Annie Bousquet was Austrian born but became famous as a female French driver in both rally and circuit races. With her racing career starting in 1953 in a Renault 4CV, she moved up the rankings beating many male and more experienced competitors. She had her first serious accident at Agen that year, when the Panhard DB 500 she was driving overturned in a corner that she took too quickly while trying to keep up with a very experienced racing driver. But after a month in hospital, in 1954 she was given the opportunity to race a Porsche, 550-05 which was originally built as a 1953 Paris show car which ended up racing in Brazil before its return to Europe in early 1954. Annie raced it to 8th overall and 2nd in the “Coupe des Dames” just behind Gilberte Thirion’s 356, in the Tour de France Automobile with Madame Beaulieu.
Although married with a daughter, Annie was the girlfriend of Porsche Racing Manager Hüschke von Hanstein at the time. He asked Josef Jeser to let her drive with him in Paris in his white 550 Spyder – 550-0016. In return, he would help Jeser with support in the upcoming Le Mans race. In 1955 she was co driver with him in the 2-litre class. When the race started in Paris, there was a serious accident with a driver losing his leg. Annie was so afraid that she didn’t continue racing that day. Jeser apparently drove for more than 20 hours in a row – using Pervetine, an opium based drug from the war to stay awake, taking 2nd place overall in the 24 Heures Gran Prix de Paris – Bol d’Or at Montlhéry.

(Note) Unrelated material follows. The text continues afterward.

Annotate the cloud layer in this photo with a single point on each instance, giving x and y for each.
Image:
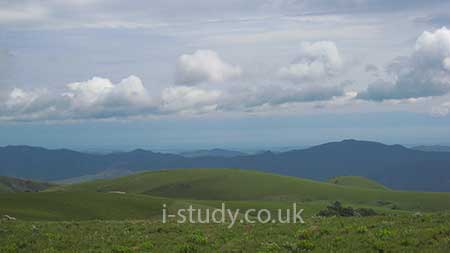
(204, 66)
(424, 73)
(316, 61)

Early in 1956, Annie’s husband was killed in a road accident, skidding on ice near Saulieu. Continuing her racing career, she then signed with Triumph and was 4th in her class in the 1956 Mille Miglia at the wheel of a TR2, and in June 1956, she raced at the 1000 Kms of Paris at Montlhéry in the Maserati 150S of Alejandro De Tomaso.
She still found the thrill of the Porsche 550 appealing and bought one of the Wendler built customer Spyders 550-0043 in May 1955. Annie crashed the car while attempting a Montlhéry speed record and it was returned to the factory again for repairs. The new French blue Spyder was repaired and fitted with additional upgrades such as a wrap around windscreen plus other body and engine modifications.
She then entered the 12 Heures de Reims in the 1500cc class in July. She was to share the Porsche 550 Spyder with Isabel Haskell from the US, but crashed on the 17th lap at the bend before Muizon. In the run up to the race, she had driven her Porsche Spyder back from Zuffenhausen to Reims just in time for the practice sessions. It would appear that she had not slept properly for at least one, if not two nights. She was however, determined to start the race and do the first hours.
Travelling at over some 170 km/h, the Spyder’s left wheels ran off the race track and the spyder fishtailed and barrel-rolled, ending in one of the wheat fields that surrounded the track. Bousquet was ejected during the rolls, and laid some fifteen metres from the car, bleeding profusely from skull fractures. She was taken to Centre Hospitalier Universitaire in Reims, where she died from her injuries. Richard von Frankenberg, winner of the race with Claude Storez, believed that her accident was due to the fatigue brought on from the previous days of getting her car in order.
After the accident the Automobile Club de l’Ouest, organizers of the Le Mans 24 Hour race, banned female drivers from competing, a decision only revoked in 1971 when Marie-Claude Beaumont drove a Corvette there.
The corner in which the accident happened, between Bretelle Sud and Bretelle Nord, was named in her honour.